Influence of Hyperglycemia on Oxidative Stress and Matrix Metalloproteinase-9 Activation After Focal Cerebral Ischemia/Reperfusion in Rats
Relation to Blood-Brain Barrier Dysfunction
Background and Purpose— Hyperglycemia is linked to a worse outcome after ischemic stroke. Among the manifestations of brain damage caused by ischemia are blood-brain barrier (BBB) disruption and edema formation. Oxidative stress and matrix metalloproteinase-9 (MMP-9) activation are implicated in BBB dysfunction after ischemia/reperfusion injury. Our present study was designed to clarify the relation among hyperglycemia, oxidative stress, and MMP-9 activation associated with BBB dysfunction after transient focal cerebral ischemia (tFCI).
Methods— We used a model of 60 minutes of middle cerebral artery occlusion on the following animals: normoglycemic wild-type rats, wild-type rats with hyperglycemia induced by streptozotocin, and human copper/zinc superoxide dismutase (SOD1) transgenic rats with streptozotocin-induced hyperglycemia.
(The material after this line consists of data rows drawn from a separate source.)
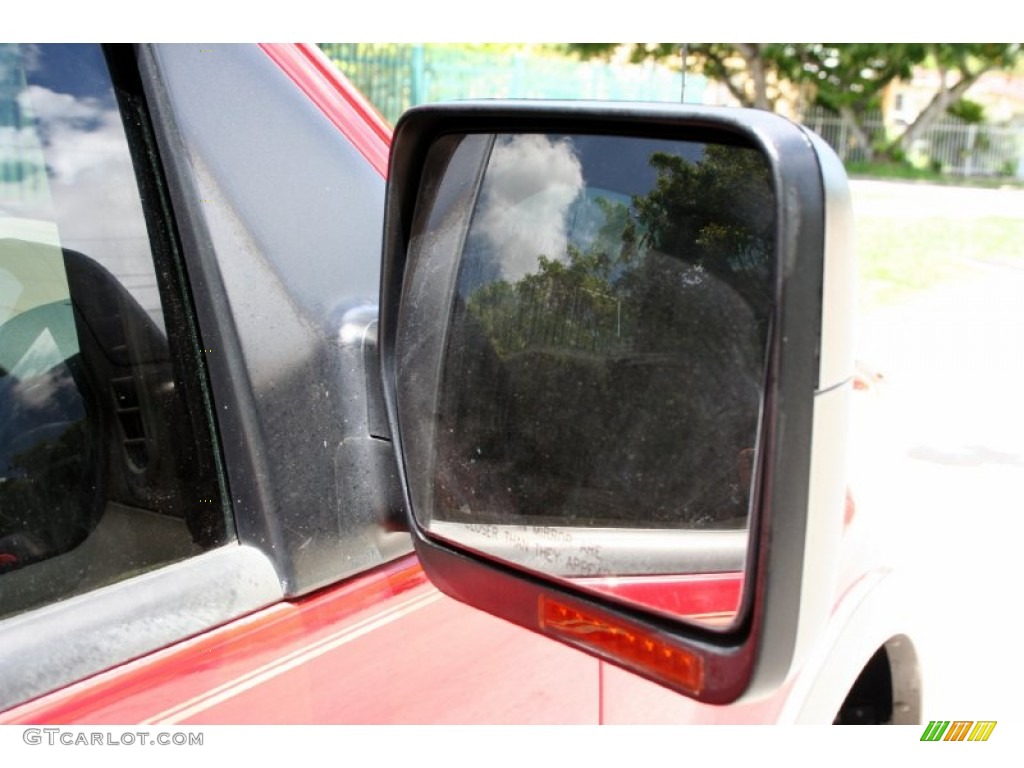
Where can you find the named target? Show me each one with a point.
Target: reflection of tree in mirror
(715, 216)
(621, 381)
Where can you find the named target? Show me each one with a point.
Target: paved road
(941, 450)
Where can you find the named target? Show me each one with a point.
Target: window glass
(105, 469)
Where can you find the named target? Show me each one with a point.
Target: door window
(107, 468)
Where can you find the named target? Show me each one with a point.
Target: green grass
(900, 256)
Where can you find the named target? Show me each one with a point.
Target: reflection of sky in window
(58, 113)
(539, 197)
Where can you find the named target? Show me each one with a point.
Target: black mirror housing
(615, 360)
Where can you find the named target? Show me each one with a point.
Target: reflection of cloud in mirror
(530, 183)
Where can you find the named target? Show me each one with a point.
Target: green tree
(846, 78)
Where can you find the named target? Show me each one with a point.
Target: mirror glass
(582, 359)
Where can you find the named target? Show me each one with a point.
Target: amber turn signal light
(627, 645)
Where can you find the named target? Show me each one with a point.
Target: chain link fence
(395, 77)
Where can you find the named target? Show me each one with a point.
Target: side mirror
(602, 346)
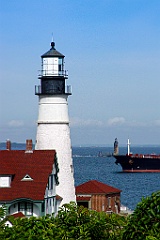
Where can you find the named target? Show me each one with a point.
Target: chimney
(8, 145)
(29, 145)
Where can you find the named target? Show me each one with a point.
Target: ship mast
(128, 147)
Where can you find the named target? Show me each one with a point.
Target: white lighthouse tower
(53, 130)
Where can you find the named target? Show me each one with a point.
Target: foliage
(71, 223)
(30, 228)
(2, 216)
(78, 223)
(144, 223)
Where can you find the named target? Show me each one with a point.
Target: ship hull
(139, 163)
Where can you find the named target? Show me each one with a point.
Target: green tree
(144, 223)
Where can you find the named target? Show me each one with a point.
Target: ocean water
(88, 166)
(134, 186)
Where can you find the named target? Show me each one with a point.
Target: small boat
(101, 154)
(136, 162)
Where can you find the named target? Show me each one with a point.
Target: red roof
(37, 164)
(82, 198)
(95, 187)
(18, 215)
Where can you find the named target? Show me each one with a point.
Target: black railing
(45, 73)
(38, 91)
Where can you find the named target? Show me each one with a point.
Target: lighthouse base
(57, 137)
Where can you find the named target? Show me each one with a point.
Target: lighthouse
(53, 131)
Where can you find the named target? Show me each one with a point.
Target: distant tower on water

We evaluated edema volume, Evans blue leakage, and oxidative stress, such as the carbonyl groups and oxidized hydroethidine (HEt), SOD activity, and gelatinolytic activity, including MMP-9.
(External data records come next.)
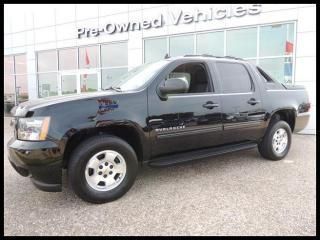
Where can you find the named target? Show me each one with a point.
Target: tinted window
(196, 76)
(234, 78)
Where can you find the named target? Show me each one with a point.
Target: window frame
(217, 72)
(209, 76)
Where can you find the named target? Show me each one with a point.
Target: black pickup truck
(162, 113)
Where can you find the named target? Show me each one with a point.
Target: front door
(243, 112)
(186, 121)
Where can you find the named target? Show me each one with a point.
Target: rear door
(243, 112)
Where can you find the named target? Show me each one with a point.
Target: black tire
(82, 154)
(265, 146)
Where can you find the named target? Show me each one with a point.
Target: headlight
(34, 128)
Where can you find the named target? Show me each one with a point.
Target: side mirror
(174, 85)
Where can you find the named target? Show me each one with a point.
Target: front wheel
(276, 143)
(102, 169)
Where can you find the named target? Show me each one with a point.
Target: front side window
(139, 76)
(195, 74)
(234, 77)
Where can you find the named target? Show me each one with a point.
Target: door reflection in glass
(89, 82)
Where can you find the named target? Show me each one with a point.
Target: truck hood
(22, 109)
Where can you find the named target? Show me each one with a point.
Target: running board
(198, 154)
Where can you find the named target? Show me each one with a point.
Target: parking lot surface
(233, 194)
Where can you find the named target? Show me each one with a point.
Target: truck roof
(227, 58)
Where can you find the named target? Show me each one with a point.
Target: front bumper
(302, 120)
(42, 161)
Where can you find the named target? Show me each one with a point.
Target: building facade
(62, 49)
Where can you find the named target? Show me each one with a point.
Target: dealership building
(52, 50)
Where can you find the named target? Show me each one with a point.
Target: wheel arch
(126, 130)
(286, 114)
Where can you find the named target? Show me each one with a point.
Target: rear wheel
(102, 169)
(276, 143)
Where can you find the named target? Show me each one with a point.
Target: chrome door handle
(210, 105)
(253, 101)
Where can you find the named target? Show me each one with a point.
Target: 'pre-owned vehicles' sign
(175, 18)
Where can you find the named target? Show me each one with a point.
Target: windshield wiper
(118, 89)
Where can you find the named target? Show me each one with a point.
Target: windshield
(138, 76)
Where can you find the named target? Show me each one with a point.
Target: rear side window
(234, 78)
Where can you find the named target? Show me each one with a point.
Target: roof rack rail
(208, 55)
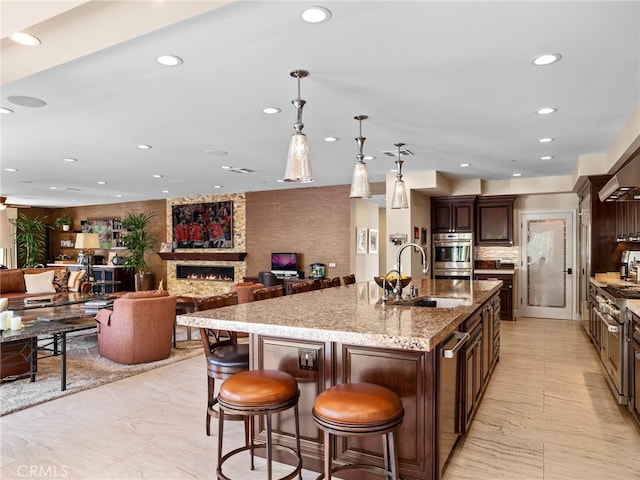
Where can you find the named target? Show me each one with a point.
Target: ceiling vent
(394, 153)
(238, 169)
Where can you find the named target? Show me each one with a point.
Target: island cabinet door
(309, 363)
(411, 374)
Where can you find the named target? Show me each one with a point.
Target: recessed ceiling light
(316, 15)
(25, 39)
(26, 101)
(217, 153)
(546, 110)
(546, 59)
(169, 60)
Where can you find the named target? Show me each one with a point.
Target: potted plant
(138, 241)
(30, 239)
(63, 221)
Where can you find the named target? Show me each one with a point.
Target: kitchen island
(345, 334)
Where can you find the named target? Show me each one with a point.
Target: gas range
(631, 292)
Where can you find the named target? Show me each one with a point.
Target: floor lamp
(88, 242)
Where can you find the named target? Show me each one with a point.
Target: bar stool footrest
(358, 466)
(281, 448)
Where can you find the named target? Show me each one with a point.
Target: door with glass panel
(547, 274)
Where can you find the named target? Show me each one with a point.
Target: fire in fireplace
(211, 273)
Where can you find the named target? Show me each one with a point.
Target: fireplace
(208, 273)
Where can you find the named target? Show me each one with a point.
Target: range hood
(624, 185)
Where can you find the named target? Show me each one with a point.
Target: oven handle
(610, 328)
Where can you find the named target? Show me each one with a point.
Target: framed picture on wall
(203, 225)
(373, 240)
(361, 240)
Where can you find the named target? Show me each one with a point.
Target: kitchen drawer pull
(462, 339)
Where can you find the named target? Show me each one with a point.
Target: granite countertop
(495, 271)
(611, 281)
(353, 314)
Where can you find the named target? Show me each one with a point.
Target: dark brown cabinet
(472, 376)
(414, 375)
(494, 220)
(634, 364)
(506, 292)
(452, 214)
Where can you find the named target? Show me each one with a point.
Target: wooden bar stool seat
(259, 392)
(359, 409)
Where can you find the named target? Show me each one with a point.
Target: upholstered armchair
(139, 328)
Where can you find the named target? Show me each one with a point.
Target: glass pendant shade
(399, 199)
(298, 168)
(360, 182)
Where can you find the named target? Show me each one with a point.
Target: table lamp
(88, 242)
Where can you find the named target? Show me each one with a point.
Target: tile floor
(547, 414)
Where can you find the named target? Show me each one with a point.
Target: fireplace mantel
(204, 256)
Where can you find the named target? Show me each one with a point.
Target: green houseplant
(138, 241)
(63, 221)
(30, 239)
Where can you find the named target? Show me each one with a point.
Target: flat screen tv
(284, 263)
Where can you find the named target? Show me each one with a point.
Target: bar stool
(259, 392)
(359, 409)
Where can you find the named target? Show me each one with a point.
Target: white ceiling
(452, 80)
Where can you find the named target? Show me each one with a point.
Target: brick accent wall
(311, 221)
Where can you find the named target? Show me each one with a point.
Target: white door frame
(571, 312)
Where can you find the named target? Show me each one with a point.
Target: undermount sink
(434, 302)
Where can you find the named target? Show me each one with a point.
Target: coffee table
(50, 326)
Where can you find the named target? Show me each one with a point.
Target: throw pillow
(146, 294)
(60, 278)
(75, 278)
(39, 282)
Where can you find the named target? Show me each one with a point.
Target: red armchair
(139, 328)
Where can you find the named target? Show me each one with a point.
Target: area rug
(85, 369)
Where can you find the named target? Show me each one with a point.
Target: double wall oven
(452, 255)
(610, 313)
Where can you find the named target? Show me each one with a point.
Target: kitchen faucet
(397, 289)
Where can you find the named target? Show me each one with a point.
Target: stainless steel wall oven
(452, 255)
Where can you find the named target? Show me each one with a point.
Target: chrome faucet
(397, 289)
(425, 264)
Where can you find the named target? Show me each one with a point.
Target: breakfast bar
(346, 334)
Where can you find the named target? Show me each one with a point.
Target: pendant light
(399, 198)
(360, 181)
(298, 167)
Results— Hyperglycemia significantly increased edema volume and Evans blue leakage. Moreover, it enhanced the levels of the carbonyl groups, the oxidized HEt signals, and MMP-9 activity after tFCI without alteration in SOD activity. Gelatinolytic activity and oxidized HEt signals had a clear spatial relation in the hyperglycemic rats. SOD1 overexpression reduced the hyperglycemia-enhanced Evans blue leakage and MMP-9 activation after tFCI.
Conclusions— Hyperglycemia increases oxidative stress and MMP-9 activity, exacerbating BBB dysfunction after ischemia/reperfusion injury. Superoxide overproduction may be a causal link among hyperglycemia, MMP-9 activation, and BBB dysfunction.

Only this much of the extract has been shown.